Niang Receives William H. and Frances S. Ryan Award for Meritorious Teaching
By Stefanie Johndrow
Mame-Fatou Niang, Associate Professor of French and Francophone Studies and Director-Founder of the Center for Black European Studies and the Atlantic (CBESA), Department of Languages, Cultures & Applied Linguistics, Dietrich College of Humanities and Social Sciences
Since her arrival at Carnegie Mellon University in 2012, Mame-Fatou Niang’s expertise on the Francophone world and dedication to education have manifested as ground-breaking projects, a first-of-its-kind center launching with a conference this month and powerful courses.
Kaytie Nielsen (BHA 2016) recalled how meeting Niang fundamentally shaped her creative and professional trajectories. Nielsen and Niang worked together on “Mariannes Noires,” a documentary on Afro-French womanhood that began as a senior honors thesis and continues to make an impact.
“Dr. Niang inspired me to ask tough questions, pushed me to explore with courage and kindness and trusted me to work with her on a film that addressed a major gap in French media, a project that has certainly changed my life,” Nielsen said.
Niang bridges her scholarship and her teaching practice.
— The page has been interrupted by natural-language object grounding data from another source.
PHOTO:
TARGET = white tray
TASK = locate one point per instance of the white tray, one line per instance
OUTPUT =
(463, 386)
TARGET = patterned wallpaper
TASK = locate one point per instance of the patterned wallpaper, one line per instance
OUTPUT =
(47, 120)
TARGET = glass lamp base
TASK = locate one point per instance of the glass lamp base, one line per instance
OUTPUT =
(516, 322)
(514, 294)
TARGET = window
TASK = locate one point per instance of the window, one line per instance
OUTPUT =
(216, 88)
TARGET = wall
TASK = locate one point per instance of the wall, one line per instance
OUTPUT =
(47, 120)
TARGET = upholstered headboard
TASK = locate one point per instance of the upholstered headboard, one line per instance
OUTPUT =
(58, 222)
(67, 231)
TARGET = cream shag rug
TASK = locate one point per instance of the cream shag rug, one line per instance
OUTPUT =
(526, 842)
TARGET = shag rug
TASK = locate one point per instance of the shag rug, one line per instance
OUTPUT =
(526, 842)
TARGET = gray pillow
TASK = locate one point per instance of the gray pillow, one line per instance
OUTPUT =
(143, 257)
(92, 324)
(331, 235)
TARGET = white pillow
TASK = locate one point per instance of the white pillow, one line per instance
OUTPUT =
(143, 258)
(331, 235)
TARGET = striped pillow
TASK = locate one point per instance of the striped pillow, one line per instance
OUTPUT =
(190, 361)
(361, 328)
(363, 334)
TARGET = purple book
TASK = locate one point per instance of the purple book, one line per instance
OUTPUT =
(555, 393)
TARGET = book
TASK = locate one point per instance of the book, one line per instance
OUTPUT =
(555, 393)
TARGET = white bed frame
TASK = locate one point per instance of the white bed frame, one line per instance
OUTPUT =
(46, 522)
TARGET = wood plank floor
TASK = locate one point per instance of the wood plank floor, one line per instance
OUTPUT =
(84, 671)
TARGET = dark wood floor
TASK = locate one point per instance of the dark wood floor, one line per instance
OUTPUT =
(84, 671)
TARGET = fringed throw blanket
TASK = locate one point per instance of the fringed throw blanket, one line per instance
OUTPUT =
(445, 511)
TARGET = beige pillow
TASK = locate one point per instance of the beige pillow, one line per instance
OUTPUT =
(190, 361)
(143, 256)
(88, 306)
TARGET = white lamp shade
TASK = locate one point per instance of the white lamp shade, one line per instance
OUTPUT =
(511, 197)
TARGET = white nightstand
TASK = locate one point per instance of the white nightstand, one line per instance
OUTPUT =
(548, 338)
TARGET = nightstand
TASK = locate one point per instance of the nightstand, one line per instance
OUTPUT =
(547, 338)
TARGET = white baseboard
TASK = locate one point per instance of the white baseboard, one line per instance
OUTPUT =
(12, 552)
Margaret Gerlach, a graduate student in the M.A. in Applied Linguistics and Second Language Acquisition program noted how Niang’s appreciation of student contributions inform her teaching practices.
“At the core of Dr. Niang’s research is a focus on education,” Gerlach said. “Many assignments in her class involved creating some form of instructional material, and she would often come into class and tell us that she had shared our work with a colleague in Paris, Amsterdam, Boston or one of many other various locations for them to use with their students. Not only did this make us feel valued and proud of our contributions to the field, but it also helped to inform educational practices elsewhere, allowing other educators to teach the next group of students about the topic.”
Niang’s lessons are transferable to all students regardless of their major. Louis Plottel (ENG 2021) remembers the three courses he took with Niang in the Department of Languages, Cultures & Applied Linguistics as the highlights of his time at CMU.
“As an engineering student, it was really enjoyable to take classes in a distinctly non-STEM discipline taught by a professor at the forefront of her field,” Plottel said. “The energy, passion and intellect Dr. Niang brought to the classroom, combined with the innovative ways she wove in the works of others in her field made her classes some of the best I have taken at CMU, and I know many of her other former students feel the same. Her courses left a lasting and positive impact on my development, both personally and professionally.”